Diabetic retinopathy is recognised as one of the most common causes of blindness (Aiello et al., 1998). It can however be diagnosed early based on various features that can be detected in eye fundus images. One of these indicators is exudates which are typically formed in groups or rings surrounding leakage of plasma and often appear yellowish in the image. An example of a retinal image with exudates is given in Figure 1.

Figure 1.

Sample retinal image with exudates

Various approaches for detecting exudates have been presented in the literature. In (Gardner et al., 1996) a neural network for retinal image analysis was developed. Their algorithm was able to identify vessels, exudates and haemorrhages. A retinal image was divided into disjoint 20×20 pixel regions and each region assigned by an expert as either exudate or non-exudate. Each pixel of the window corresponds to an input of a backpropagation network giving a total of 400 inputs. A sensitivity of 93.1% in detecting exudates was reported.

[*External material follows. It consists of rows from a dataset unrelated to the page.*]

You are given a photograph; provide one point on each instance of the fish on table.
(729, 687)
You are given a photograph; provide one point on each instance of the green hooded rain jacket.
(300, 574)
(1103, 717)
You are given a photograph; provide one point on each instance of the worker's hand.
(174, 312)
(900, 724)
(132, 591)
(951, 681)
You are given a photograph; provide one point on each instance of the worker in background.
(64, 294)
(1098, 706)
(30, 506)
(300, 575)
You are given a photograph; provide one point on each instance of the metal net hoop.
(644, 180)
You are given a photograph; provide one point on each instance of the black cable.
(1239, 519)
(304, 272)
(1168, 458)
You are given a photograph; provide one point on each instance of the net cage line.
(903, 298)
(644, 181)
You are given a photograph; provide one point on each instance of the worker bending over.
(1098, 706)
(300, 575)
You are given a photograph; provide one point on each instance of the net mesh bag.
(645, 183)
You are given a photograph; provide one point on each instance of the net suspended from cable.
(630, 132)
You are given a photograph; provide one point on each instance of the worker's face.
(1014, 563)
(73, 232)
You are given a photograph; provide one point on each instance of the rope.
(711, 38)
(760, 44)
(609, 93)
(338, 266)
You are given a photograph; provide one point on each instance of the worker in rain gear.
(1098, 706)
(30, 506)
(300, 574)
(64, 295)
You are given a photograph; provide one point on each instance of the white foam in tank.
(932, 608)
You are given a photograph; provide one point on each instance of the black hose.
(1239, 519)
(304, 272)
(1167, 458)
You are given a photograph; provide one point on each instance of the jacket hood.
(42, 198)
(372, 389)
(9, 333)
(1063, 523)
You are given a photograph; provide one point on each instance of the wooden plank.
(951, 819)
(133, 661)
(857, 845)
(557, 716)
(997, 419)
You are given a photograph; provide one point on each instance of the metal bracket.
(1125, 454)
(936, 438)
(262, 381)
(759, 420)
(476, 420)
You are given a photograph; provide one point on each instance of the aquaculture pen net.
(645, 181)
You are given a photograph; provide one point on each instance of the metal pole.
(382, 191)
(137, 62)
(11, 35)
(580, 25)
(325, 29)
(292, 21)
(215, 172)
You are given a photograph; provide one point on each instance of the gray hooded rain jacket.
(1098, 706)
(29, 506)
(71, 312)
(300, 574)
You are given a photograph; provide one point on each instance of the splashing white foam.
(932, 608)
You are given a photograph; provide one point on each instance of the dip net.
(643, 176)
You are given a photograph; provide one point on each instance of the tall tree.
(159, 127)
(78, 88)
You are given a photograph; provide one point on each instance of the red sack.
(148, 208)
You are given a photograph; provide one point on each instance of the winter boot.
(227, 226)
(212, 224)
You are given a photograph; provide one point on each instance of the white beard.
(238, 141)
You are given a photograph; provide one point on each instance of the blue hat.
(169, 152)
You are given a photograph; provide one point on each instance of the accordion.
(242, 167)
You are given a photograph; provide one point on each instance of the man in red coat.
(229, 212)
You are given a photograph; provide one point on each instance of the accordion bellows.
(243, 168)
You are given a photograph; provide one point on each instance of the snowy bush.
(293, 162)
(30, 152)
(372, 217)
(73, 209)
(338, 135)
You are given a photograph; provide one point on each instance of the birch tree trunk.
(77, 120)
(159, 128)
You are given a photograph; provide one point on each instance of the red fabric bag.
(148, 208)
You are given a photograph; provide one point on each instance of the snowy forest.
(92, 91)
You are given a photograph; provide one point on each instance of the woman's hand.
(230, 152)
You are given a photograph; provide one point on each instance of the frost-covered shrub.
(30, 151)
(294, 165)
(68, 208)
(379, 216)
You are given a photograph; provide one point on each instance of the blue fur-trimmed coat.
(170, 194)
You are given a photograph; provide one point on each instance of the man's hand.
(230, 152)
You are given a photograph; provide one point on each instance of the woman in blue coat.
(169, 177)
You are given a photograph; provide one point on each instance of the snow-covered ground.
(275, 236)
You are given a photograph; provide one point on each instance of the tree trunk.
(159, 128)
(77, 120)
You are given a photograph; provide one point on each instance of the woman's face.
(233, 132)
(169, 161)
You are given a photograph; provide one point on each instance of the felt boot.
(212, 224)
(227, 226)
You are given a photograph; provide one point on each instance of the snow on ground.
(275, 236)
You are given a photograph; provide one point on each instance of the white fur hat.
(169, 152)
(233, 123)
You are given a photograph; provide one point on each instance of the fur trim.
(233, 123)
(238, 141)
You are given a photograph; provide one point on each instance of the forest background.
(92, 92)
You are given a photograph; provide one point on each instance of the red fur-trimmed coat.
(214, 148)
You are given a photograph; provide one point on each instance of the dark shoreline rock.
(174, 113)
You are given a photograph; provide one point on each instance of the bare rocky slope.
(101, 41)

Osareh et al. (2003) used histogram specification as a preprocessing step to eliminate colour variations and then segmented the images based on a fuzzy c-means clustering technique. Each segmented region is classified as either exudate or non-exudate and characterised by 18 visual features. A two-layer perceptron network was trained with these and a sensitivity of 93% and specificity of 94.1% were achieved.

Walter et al. (2002) utilise morphological image processing to isolate exudate regions. First, candidate regions are found based on high local contrast variations while the exact contours of exudate regions are then extracted using morphological operators. They report a sensitivity of 92.8%.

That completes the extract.